Everywhere in auto encoders the input and output are same.But in the IEEE transaction paper which I am working the input and output of stack auto encoder are different and it is said in paper that they are using SAE for mapping input and output.can you explain how to SAE can be used for mapping
Hey Racharla, A stacked autoencoder is a neural network consisting of multiple layers of sparse autoencoders in which the outputs of each layer is wired to the inputs of the successive layer.The features from the stacked autoencoder can be used for classification problems by feeding a(n) to a softmax classifier. Hope this helps!
thanks for the reply @@edurekaIN
can autoencoders use for signal processing?
denoising-autoencoders can be used for signal-processing.
Hey, great explanation!
If only I could run the code for myself and see its working..
Can you share the source code?
try this towardsdatascience.com/applied-deep-learning-part-3-autoencoders-1c083af4d798
can I get sildes please for this video and code
Glad you liked it ! We are glad to have learners like you. Please do share your mail id so that we can send the notes or source codes. Do subscribe our channel and hit that bell icon to never miss any video from our channel
please upload the code also
Mam,can you please provide me the autoencoder deep learning code ?

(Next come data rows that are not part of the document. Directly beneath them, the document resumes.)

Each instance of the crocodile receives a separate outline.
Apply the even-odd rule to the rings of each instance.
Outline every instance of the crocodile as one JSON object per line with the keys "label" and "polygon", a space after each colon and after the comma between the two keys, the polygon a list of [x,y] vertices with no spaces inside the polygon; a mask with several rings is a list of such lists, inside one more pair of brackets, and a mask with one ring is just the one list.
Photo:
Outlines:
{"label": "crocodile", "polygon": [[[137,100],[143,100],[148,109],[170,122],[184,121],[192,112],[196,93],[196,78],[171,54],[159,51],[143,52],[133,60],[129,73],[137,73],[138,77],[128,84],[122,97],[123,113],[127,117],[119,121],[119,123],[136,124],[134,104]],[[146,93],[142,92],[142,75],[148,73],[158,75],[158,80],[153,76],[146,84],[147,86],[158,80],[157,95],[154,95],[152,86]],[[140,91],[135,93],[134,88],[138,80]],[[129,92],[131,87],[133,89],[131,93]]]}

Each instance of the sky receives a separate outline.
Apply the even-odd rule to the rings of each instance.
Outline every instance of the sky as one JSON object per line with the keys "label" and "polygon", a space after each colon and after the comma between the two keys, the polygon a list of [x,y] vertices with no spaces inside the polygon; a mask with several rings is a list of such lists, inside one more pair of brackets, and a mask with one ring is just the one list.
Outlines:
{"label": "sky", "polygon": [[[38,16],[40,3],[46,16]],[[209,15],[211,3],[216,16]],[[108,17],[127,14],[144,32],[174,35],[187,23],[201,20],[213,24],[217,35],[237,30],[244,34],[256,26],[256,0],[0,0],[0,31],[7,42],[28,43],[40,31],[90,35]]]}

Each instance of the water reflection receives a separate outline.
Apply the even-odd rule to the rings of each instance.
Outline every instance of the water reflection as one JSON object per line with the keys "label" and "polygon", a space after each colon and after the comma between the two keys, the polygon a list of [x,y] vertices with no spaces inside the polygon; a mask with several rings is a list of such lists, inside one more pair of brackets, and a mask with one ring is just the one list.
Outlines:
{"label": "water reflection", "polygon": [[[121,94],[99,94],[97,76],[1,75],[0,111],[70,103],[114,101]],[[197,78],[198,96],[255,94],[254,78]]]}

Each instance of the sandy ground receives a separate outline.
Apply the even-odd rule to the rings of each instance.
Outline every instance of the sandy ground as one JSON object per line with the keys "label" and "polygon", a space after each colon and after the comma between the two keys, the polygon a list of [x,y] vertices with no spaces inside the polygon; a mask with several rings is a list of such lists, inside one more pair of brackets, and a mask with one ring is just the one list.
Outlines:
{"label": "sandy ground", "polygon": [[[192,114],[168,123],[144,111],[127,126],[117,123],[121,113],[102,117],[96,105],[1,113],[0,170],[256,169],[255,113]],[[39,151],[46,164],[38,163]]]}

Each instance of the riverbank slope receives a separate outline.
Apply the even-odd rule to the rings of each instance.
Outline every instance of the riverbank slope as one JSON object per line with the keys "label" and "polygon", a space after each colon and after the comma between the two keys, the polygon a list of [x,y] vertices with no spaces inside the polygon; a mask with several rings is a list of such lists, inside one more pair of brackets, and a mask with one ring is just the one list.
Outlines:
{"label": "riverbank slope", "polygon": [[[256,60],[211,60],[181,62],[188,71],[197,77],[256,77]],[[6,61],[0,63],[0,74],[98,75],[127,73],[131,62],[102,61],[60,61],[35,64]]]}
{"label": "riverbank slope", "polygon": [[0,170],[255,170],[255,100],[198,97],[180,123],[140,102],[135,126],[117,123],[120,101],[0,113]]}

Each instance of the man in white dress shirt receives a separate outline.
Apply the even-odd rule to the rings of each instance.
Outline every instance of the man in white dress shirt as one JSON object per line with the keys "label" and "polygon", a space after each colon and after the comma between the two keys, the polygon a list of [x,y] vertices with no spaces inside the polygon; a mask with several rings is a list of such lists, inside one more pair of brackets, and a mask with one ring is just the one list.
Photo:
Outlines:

We are happy that Edureka is helping you learn better ! We are happy to have learners like you :) Please share your mail id to share the data sheets :) Do subscribe the channel for more updates : ) Hit the bell icon to never miss an update from our channel : )
Can I get source code for the same?
Thanks for showing interest in Edureka! Kindly share your mail id for us to share the datasheet/ source code :) Do subscribe for more videos & updates
Can you plz share the code?
Can i get the source code for this .
Please mention your email id (it will not be published). We will forward the code to your email address.